Study Shows Surge in Filamentous Algal Blooms in Clear Water Lakes Across the World

By 2021 Ted Smith Environmental Storytelling Intern Lena Beck

Near the pebbled shores of crystalline lakes across the globe, a curious phenomenon is taking place. In the last ten years, there has been an increase in documentation of Filamentous Algal Blooms (FABs) in the littoral zones, or nearshore areas, of the world’s clearest lakes.

A recent study published in BioScience outlines the upward trend in FAB documentation and hypothesizes about why these blooms are occurring. The study, entitled “Blue Waters, Green Bottoms: Benthic Filamentous Algal Blooms Are An Emerging Threat to Clear Lakes Worldwide,” explains that these algal blooms are showing up in parts of lakes that are rarely studied, so there’s not much existing data to refer to.

The October 2021 Edition of BioScience.

Laurel Genzoli is a doctoral student with the University of Montana’s Flathead Lake Biological Station (FLBS) and an author on this study. When most people think of algae, said Genzoli, they think of planktonic algae. That is, algae that lives in the water column, giving lakes a green or hazy appearance. FABs are not that. Instead, they are “attached” algae — they colonize on hard surfaces or onto each other.

These algae are benthic, which means they live on the bottom of the lake as opposed to in the water column. While plankton float, filamentous algae blooms are attached in long filaments and can grow up to meters long.

“They're not clouding up the water,” Genzoli said. “It’s more like a carpet or grass or something that’s staying on that very bottom layer.”

In the broader context of algae studies, planktonic algal blooms are usually the direct result of high levels of nutrients like nitrogen and phosphorus, sometimes from human sources. This is what makes these documented FABs unique — they are mostly occurring in nutrient-poor lakes.

“It's not following the same rules of what's causing planktonic algae blooms,” Genzoli said.

FLBS researcher Laurel Genzoli

Lead author on the study was Dr. Yvonne Vadeboncoeur of Wright State University. She is intimately familiar with Flathead Lake, having completed her master’s work at the Bio Station when she was a student at the University of Montana. While at FLBS, Vadeboncoeur studied algae in the littoral zones of the lake. She says that it is common for limnologists (those who study lakes) to steer away from studying nearshore areas because they vary so much, even within one lake.

“Littoral zones are just plain complicated,” Vadeboncoeur said. “The nearshore habitat of every single lake is different.”

This variation makes it difficult to come up with a standardized sampling protocol — conditions vary too much to assume uniformity. Even walking along the shoreline of Flathead Lake, for example, there is a huge degree of heterogeneity.

“Everywhere you look, it's different,” Genzoli said. “There's different size rocks on the bottom, the currents are completely different, there's different vegetation along the shoreline. Every time you get to a different depth, there's all these different factors creating a lot of diversity, a lot of patchiness.”

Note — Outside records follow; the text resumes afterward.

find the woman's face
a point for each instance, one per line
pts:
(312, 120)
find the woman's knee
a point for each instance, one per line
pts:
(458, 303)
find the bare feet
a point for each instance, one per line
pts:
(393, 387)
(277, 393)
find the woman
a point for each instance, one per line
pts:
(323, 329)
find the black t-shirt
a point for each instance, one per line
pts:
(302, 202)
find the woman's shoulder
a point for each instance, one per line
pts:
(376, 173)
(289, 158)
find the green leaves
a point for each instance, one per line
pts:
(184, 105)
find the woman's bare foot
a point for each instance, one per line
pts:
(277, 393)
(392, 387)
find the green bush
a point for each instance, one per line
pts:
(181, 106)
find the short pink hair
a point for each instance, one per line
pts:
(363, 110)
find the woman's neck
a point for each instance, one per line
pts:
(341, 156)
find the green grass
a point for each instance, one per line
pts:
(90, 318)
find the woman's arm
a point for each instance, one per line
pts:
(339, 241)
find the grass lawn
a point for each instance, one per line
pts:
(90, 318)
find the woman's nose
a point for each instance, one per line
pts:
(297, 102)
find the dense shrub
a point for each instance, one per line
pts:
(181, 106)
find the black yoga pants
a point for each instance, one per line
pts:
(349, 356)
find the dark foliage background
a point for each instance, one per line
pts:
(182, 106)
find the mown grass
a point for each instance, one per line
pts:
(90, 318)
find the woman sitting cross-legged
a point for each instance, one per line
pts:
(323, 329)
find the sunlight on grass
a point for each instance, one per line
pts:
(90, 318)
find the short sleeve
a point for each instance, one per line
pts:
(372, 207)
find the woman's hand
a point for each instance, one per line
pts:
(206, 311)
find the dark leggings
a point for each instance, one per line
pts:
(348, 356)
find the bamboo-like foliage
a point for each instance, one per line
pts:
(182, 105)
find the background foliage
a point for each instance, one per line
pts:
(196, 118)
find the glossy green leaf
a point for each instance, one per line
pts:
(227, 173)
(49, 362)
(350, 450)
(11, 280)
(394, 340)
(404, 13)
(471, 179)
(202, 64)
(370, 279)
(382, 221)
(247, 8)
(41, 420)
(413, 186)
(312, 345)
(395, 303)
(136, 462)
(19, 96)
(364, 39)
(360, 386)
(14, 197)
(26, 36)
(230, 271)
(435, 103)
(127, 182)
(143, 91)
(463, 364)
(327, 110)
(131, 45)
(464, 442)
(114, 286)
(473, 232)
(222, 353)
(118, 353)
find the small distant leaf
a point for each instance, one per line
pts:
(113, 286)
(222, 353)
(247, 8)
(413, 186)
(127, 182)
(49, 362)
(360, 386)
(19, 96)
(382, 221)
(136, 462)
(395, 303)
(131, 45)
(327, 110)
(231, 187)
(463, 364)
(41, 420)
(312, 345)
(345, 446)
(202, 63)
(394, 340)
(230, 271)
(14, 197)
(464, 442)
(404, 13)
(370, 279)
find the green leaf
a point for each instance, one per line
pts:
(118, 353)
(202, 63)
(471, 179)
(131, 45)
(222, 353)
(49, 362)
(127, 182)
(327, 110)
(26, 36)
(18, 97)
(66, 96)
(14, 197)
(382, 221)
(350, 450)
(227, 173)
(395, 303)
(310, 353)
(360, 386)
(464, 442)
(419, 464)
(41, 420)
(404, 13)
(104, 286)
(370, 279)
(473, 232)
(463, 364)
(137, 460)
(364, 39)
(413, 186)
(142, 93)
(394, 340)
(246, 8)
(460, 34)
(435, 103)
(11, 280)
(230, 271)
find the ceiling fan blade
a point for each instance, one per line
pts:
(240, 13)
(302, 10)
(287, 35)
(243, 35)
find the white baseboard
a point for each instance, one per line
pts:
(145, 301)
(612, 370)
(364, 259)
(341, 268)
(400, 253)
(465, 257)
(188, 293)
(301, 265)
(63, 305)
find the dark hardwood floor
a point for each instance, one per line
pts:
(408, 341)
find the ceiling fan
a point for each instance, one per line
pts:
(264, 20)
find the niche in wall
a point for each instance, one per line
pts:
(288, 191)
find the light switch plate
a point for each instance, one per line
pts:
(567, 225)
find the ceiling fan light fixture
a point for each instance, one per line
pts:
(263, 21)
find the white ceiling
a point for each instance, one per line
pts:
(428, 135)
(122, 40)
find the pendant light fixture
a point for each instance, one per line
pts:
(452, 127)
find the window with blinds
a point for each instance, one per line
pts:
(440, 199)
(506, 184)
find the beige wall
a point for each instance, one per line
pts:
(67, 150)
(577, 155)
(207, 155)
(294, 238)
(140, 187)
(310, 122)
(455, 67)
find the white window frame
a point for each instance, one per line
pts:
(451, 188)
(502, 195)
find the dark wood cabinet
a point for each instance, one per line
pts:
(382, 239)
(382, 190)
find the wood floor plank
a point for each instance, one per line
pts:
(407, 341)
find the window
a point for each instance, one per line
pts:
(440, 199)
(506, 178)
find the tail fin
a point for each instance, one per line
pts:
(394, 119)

According to Genzoli, the challenge now is figuring out how to survey a shoreline and consider it representative of the whole thing. For Flathead Lake, which has an area of 197 square miles, how many survey points along the shoreline will offer an accurate representation? 3 or 300?  More? That, says Genzoli, remains to be seen.

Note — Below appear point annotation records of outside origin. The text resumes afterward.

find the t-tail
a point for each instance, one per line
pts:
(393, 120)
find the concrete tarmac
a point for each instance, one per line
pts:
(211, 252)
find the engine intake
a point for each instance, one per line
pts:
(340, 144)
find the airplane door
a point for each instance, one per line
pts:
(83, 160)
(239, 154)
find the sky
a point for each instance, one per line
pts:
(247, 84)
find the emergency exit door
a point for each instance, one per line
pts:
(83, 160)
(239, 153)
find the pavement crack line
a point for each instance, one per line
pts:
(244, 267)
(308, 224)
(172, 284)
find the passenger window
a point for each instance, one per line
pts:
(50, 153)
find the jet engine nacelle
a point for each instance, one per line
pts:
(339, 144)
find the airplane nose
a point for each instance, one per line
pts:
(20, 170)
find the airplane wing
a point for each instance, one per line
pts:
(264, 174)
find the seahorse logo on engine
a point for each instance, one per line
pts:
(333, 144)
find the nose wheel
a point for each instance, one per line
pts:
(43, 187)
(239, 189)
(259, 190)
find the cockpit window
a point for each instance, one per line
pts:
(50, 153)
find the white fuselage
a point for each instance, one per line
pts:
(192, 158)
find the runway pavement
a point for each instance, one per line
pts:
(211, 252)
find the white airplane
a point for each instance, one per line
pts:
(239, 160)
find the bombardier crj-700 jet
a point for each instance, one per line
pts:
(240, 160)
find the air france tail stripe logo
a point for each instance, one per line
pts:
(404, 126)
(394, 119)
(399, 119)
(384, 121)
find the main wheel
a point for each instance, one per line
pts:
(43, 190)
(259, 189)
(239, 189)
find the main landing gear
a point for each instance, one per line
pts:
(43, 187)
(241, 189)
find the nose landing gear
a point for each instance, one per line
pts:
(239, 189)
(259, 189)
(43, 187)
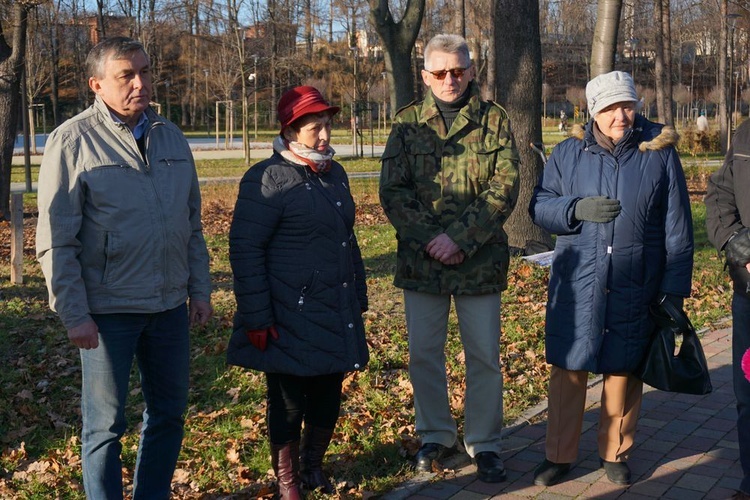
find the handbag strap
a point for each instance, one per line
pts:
(678, 316)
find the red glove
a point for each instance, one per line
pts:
(259, 338)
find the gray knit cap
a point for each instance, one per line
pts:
(609, 88)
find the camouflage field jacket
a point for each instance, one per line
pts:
(463, 183)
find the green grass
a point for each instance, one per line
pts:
(225, 449)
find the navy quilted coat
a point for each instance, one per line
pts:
(297, 265)
(605, 276)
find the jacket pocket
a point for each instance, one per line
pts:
(481, 163)
(306, 289)
(110, 258)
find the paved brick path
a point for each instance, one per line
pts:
(686, 448)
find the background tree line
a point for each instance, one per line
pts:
(534, 57)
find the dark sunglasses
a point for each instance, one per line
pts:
(456, 73)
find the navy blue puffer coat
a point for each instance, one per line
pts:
(605, 276)
(297, 265)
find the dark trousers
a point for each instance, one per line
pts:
(292, 400)
(740, 344)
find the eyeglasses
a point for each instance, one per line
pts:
(456, 73)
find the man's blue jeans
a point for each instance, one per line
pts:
(160, 343)
(740, 344)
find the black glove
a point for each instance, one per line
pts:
(597, 209)
(737, 248)
(676, 300)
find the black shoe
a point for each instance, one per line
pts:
(617, 472)
(548, 473)
(489, 467)
(429, 452)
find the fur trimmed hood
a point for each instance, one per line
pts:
(667, 137)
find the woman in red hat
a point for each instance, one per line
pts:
(300, 287)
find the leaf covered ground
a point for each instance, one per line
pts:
(225, 453)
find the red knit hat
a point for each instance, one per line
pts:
(301, 101)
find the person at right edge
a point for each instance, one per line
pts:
(615, 195)
(728, 224)
(448, 184)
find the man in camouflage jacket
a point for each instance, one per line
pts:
(449, 181)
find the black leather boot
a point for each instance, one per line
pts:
(313, 447)
(285, 462)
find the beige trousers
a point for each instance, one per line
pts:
(620, 406)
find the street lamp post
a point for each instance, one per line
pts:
(354, 101)
(205, 116)
(255, 93)
(633, 45)
(733, 19)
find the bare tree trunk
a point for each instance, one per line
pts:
(11, 71)
(724, 131)
(666, 28)
(662, 62)
(517, 67)
(605, 36)
(398, 39)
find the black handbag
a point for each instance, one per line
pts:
(687, 371)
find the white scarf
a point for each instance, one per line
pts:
(299, 154)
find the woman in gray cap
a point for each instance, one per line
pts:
(615, 196)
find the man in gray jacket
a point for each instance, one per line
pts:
(121, 246)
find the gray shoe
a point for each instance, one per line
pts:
(617, 472)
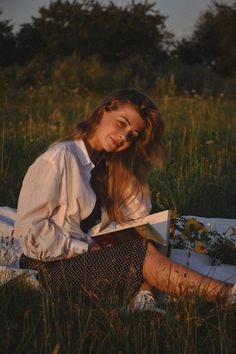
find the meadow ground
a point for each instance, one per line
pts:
(198, 179)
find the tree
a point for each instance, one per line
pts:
(87, 27)
(7, 43)
(213, 40)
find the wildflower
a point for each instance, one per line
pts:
(192, 225)
(200, 247)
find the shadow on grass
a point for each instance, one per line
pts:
(32, 321)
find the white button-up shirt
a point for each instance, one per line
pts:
(55, 196)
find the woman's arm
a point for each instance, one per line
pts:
(40, 237)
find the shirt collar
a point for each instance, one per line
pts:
(83, 154)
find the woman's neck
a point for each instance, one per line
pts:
(94, 155)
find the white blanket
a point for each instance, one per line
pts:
(10, 252)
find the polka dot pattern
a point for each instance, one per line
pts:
(111, 269)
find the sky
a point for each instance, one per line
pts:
(182, 14)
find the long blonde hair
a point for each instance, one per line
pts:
(128, 170)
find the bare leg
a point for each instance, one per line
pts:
(175, 279)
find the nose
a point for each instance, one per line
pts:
(123, 137)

Moving forward, Vadeboncoeur says that FAB case studies on individual lakes can help limnologists start to see general patterns in FAB emergence. And while the variation of littoral zones within even one lake will pose a challenge, nearshore habitats have something else going for them.

“The public loves littoral zones,” Vadeboncoeur said. “The public builds houses on the edge of lakes. That's where they swim, that's where they fish. So it kind of gets us to this point where littoral zones are used a lot by people, but they're very much understudied.”

According to Vadeboncoeur, the public may play a big part in assembling FAB data sets once research takes off, simply because people spend so much time in littoral zones. A simple photo of a FAB with a date and GPS tag can give researchers a lot of information.

“I think that the public will play a really important role,” Vadeboncoeur said.

Vadeboncoeur’s paper offers up three non-exclusive hypotheses for why more FABs are being documented in clear lakes across the globe. One hypothesis is that these lakes are experiencing nutrient loading from unidentified sources. Or, it could be that altered lake stratification creates an environment where FABs flourish. The third hypothesis put forward by the paper is that changes in the lower levels of  lake food webs may be enabling benthic blooms in clear lakes. Since data on littoral zones is limited, Genzoli says there is only one way to find out what’s really causing FABs.

“The only way really to know is if we start collecting this data now,” Genzoli said.  And perhaps in the future, the general public can help.